By Michelle Singletary

It's summertime, and I'm sure the last thing you probably want to think about is taxes.

Well, think again. Even though most of us are trained to begin the taxing job of tackling our tax returns after the first of the year, constant changes to the tax code are almost making it a year-round job.

So, put down your beach book just for a little while and take the time to check a few things.

For instance, make sure your paycheck is a little fatter now, advises Arizona-based Symmetry Software, which runs a Web site with a great calculator that can help you check how the new tax law will affect your bottom line.

You should have more money as a result of lower tax rates, thanks to the Jobs and Growth Tax Relief Reconciliation Act of 2003.
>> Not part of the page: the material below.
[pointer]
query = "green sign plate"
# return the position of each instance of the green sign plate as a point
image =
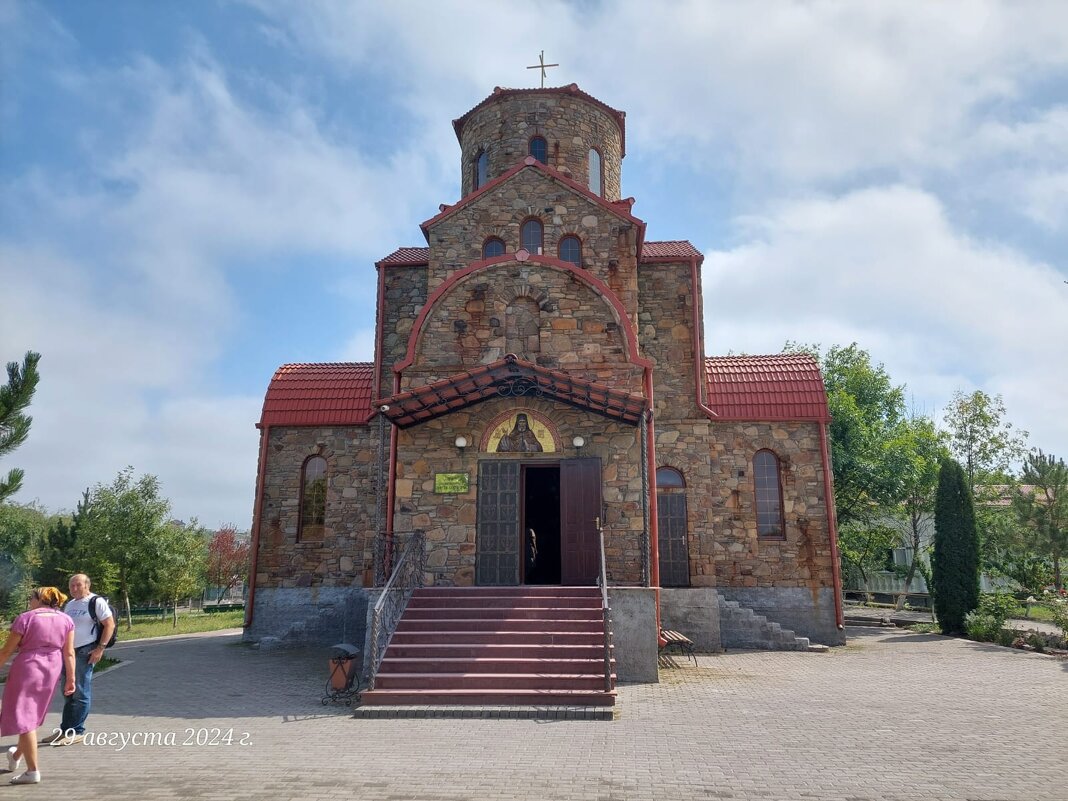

Employers should have started using the new rate tables no later than July 1. The old federal tax rates of 27 percent, 30 percent, 35 percent and 38.6 percent have been reduced to 25 percent, 28 percent, 33 percent and 35 percent respectively. This is a drop of two percentage points for the first three rates. The fourth, called the top bracket, went down 3.6 points.

Since employers had just a few months to apply the new rates, Sam Kerch, senior tax research analyst for Symmetry Software, suggests you double-check your pay stub to make sure you're getting the right amount of money.

"It's not likely there is a mistake, but it could be because everything had to be done so quickly," Kerch said.

Besides, this double-check is free. Just go to Symmetry's Web site at www.paycheckcity.com and click on the link that says, "New 2003 tax cut calculator." You will need to have your paycheck stub and know how many withholding allowances you elected on your federal and state W-4 forms.

So, for example, let's say you live in California and have a gross income of $60,000 a year, you're paid biweekly, married and have five federal and state exemptions.

Before the tax cut, your take-home pay (not including various other withholdings you might have elected) would have been $1,862.63, according to Symmetry's calculator. Your net pay should have increased to $1,877.43 after the tax cut.

Just so you know, the tax cut is retroactive to the beginning of this year, so many taxpayers will have had too much withheld from their pay for the first half of 2003.

As a result, you may need to change the number of withholding allowances you take, Kerch said. That means filling out a new W-4 form, which you can also do on Symmetry's Web site or at www.irs.gov.

As Kerch points out, if too much was withheld, you may end up with a large tax refund.

"A big fat refund check is a big fat interest-free loan to the government," Kerch said.

You can adjust your withholding at any time to increase your take-home pay by claiming allowances based on expected tax deductions and credits. Just follow the instructions on the W-4. It's really not hard.

In fact, you should update your W-4 form anytime there is a change in your family or financial situation, Kerch said.

On the other hand, it's possible that not enough money will be withheld from your pay as a result of the tax cut, because the higher your income, the more of a tax break you got. If that is the case, you may want to reduce your withholding allowances to make sure you don't have to pay additional taxes come April 15.

"A tiny refund or a tiny tax payment should be your objective," according to Kerch.